The phenols are derived from environmental water samples, surface and ground waters. Derivisation is a preference of the client and the industry in general.

Rich

When you're spiking, is the solvent the spike is in compatible with your derivitization?

Do you have a decent KF instrument, check the amount of moisture in your ACN and acetone.

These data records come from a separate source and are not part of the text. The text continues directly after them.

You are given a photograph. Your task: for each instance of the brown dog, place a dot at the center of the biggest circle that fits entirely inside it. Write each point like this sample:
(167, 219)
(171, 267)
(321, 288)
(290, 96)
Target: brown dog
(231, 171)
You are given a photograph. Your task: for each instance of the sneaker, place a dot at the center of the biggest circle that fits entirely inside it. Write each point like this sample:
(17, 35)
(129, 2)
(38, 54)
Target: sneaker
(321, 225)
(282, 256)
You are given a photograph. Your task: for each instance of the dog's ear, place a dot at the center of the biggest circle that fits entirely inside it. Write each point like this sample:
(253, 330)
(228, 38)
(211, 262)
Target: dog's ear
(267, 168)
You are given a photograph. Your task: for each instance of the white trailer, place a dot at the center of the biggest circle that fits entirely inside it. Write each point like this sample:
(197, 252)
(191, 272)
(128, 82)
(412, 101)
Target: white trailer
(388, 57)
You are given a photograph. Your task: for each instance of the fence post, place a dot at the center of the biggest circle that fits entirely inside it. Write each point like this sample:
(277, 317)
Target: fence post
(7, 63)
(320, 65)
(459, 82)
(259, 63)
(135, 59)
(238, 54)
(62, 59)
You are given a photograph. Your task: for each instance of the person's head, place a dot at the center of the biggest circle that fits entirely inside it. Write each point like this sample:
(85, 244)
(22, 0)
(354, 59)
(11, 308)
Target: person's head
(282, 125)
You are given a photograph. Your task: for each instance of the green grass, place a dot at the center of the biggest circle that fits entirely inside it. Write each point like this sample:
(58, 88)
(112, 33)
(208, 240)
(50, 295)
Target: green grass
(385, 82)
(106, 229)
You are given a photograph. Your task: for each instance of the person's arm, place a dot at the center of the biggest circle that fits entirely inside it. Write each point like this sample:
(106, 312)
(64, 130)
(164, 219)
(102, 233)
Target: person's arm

Sodium Sulfate: As I recall from the EPA methods for herbicides (very similar procedure since they're organic acids) they have you acidify the sodium sulfate to stop any potential absorption or chemistry from happening.

Sodium Sulfate: Double-check the drying temperature to ensure it's "cooked" enough to drive off any moisture.

Are you doing HPLC-MS or GC-MS? (I suspect HPLC-MS due to the ACN but GC-MS due to wanting to derivitize). If I was running HPLC-MS, I would be very tempted to go back to the clients and see if I couldn't get them to back off on the derivitization. The main reason we're derivitizing historically, was with the older, less inert GC columns, it was the only way to get them through a GC. If you're running an HPLC-MS, you're adding a level of complexity that even when you get it working right, is another point where something can go wrong (I'm a strong advocate of the KISS principal).

Sorry, with "derived" I meant to find out what phenols are you analyzing. If you are doing nanophenols with HPLC I would certainly like to see details on how you separate 27 analytes. If you are doing GC of nanophenols I just wonder how someone can force anybody to ignore some 10 years of development.

"Nanophenols" or "Nonylphenols" (common industrial chemical of current interest due to endocrine disruptor potential)?

Greg

Ups, made that mistake again, the correct word is "nonyl". Anyway, I am restating one of my questions: Is Dinoseb a nonylphenol as well as all others, except of course, phenol?

Nonylphenols are formed during degradation and/or production of polyethoxylated surfactants. They are common contaminants in the environment. Dinoseb, although somewhat chemically similar, is a pesticide and is not related to the nonylphenols.